Anthony dice que son las
doce de la mañana -aunque el reloj diga que son las ocho de la tarde- y la culpa, seguramente, sea del reloj, que anda turalato; o mía, que vengo de resaca.
Love, death & robots. Temporada 1
🌟🌟🌟🌟
Love, death & robots... Amor y muerte... Eros y Tánatos...
Los dos dioses que rigen nuestro destino, según el abuelo Sigmund de Viena. Y
según Woody Allen, que desarrolla este binomios en todas sus películas, con
personajes zarandeados entre el deseo y el miedo a morir. Amor y odio es lo que
llevaba Robert Mitchum tatuado en su dedos, love and hate, mientras predicaba
el terror en La noche del cazador. Amor, y miedo, y muerte...
Y no hay mucho más, la verdad: corazones y calaveras. La
concepción y el fallecimiento; la búsqueda y la rendición. En cualquier origen
está el polvo, y en cualquier desenlace, el polvo que vuelve al polvo. Y entre
medias, la literatura, la floritura, los artes barrocos, como cantaba Javier
Krahe. Pasatiempos. La cháchara que nos entretiene hasta que llegan los
momentos culminantes, donde uno se juega el pellejo, o se afana en procrear un
pellejo nuevo.
La vida es una pugna contra las leyes de la
termodinámica, que tienden a disgregarlo todo en una nada mineral y sin
conciencia. El silencio cósmico. Bill Shankly, que además de entrenador de
fútbol fue un altísimo filósofo, añadió a este binomio primordial la pasión por
el fútbol, que según él está más allá de la vida y de la muerte. Por encima de
ellas, incluso, en trascendencia. Pero en fin: el de Shankly, aunque yo me lo creo, y lo
subrayo todas las noches, es un evangelio difícil de entender, y más todavía de
predicar a los gentiles, así que es mejor no airearlo demasiado. Sólo diré que
existe un único dios verdadero y que es redondo, como un balón de fútbol, como escribió
san Juan Villoro en otro evangelio de mucho aprovechamiento.

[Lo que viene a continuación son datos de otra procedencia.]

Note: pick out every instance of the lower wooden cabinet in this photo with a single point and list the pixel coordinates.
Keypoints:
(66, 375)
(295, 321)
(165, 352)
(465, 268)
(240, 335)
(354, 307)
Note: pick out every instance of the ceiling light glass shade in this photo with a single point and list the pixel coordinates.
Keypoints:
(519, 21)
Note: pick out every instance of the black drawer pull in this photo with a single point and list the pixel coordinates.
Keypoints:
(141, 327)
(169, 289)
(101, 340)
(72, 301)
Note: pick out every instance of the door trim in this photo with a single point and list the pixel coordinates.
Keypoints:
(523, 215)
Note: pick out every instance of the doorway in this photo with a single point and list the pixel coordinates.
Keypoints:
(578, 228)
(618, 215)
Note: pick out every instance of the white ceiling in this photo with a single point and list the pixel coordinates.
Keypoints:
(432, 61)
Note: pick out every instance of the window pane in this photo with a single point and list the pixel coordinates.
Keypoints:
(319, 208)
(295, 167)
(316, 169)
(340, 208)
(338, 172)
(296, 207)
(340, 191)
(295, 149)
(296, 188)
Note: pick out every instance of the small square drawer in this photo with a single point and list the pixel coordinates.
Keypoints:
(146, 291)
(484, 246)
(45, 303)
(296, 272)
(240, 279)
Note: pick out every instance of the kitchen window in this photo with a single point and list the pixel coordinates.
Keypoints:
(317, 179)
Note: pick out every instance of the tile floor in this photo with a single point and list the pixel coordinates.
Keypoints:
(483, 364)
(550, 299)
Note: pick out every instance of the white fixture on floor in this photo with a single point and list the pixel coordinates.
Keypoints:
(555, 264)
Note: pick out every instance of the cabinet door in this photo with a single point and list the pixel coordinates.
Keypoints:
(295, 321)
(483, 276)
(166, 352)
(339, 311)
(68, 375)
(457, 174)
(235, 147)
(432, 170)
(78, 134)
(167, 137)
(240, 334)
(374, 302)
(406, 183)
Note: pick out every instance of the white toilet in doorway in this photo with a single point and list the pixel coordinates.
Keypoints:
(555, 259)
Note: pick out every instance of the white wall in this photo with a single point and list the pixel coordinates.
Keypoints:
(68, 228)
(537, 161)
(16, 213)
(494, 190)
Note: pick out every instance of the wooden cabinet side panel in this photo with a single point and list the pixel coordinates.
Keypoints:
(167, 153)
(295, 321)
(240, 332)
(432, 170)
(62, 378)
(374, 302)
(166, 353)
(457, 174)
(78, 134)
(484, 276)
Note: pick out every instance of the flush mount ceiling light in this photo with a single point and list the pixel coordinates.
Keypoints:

La serie de animación apadrinada por Tim Miller y David
Fincher añade, al amor y a la muerte, los robots. Porque dentro de unos siglos,
a más tardar, con tanto amor desamorado y tanta muerte consumada, aquí ya no
quedará ni el Tato. Sólo ellos: los cacharricos, recogiendo la basura, y tratando
de entendernos. A nosotros, sus creadores.
Munich
🌟🌟🌟🌟
Múnich, en los años de mi infancia, era una ciudad de cuento
de terror. Salía Múnich en cualquier telediario, o en cualquier enciclopedia, o
en la conversación de una paisana en la cola del pan, que afirmaba tener allí a
un pariente trabajando en la Volkswagen, y a mí me entraba como
una temblequera de miedo y de frío. Una psicosomatización en toda regla, de los
fracasos deportivos, antes de que la patentaran los funcionarios para escaquearse
del trabajo.
Al estadio Olímpico de Múnich -donde arranca, curiosamente, la
trama de esta película- iba el Madrid de los García y luego el de la Quinta del
Buitre a palmar un invierno sí y otro también, casi siempre de goleada, bajo la
nieve, con los nuestros tiritando ya de salida, que los veías saltar al campo
con los guantes puestos y ya te tapabas los ojos para no ver la masacre. Nada
más terminar el Te Deum de Purcell que ponía música a la conexión de
Eurovisión, salían los equipos a formar en el medio campo y comprobabas,
nuevamente, como una maldición cíclica, que los alemanes -manga corta, mentón
recio, delantero rompedor- iban a destrozarnos en aquel campo en el que nunca
se veía el público por la tele, alejado tras la pista de atletismo, pero
rugiente y teutónico como si se estuvieran dirimiendo una guerra de conquista.
Luego, en los estudios de Historia, aprendí que en Múnich hizo sus pinitos políticos Adolf Hitler, yendo de cervecería en cervecería para convencer a los obreros de que el peligro no estaba en el socialismo -que después de todo sólo les ofrecía una vida mejor y más digna- sino en el judío, y en el negro, y en los francmasones de Nueva York. Como hacen los fascistas de ahora, vamos... Quiero decir con todo esto que Múnich siempre fue una ciudad antipática para mí, de resonancias oscuras, hasta que un buen día, viendo la película de Spielberg, apareció Marie-Josée Croze en la barra de un bar, seduciendo al tío bueno que trabaja para el Mossad. Una barra de bar que en la trama no estaba en Múnich, sino en Londres, pero bueno, lo mismo me da. La belleza deslumbrante de Marie-Josée -nunca igualada en una pantalla de cine, y mira que he visto cine, que es lo único que hago- redimió para siempre el buen nombre de la capital de Baviera. Una sonrisa suya evaporó todos los miedos, y todos los malos recuerdos, como si nunca hubieran existido.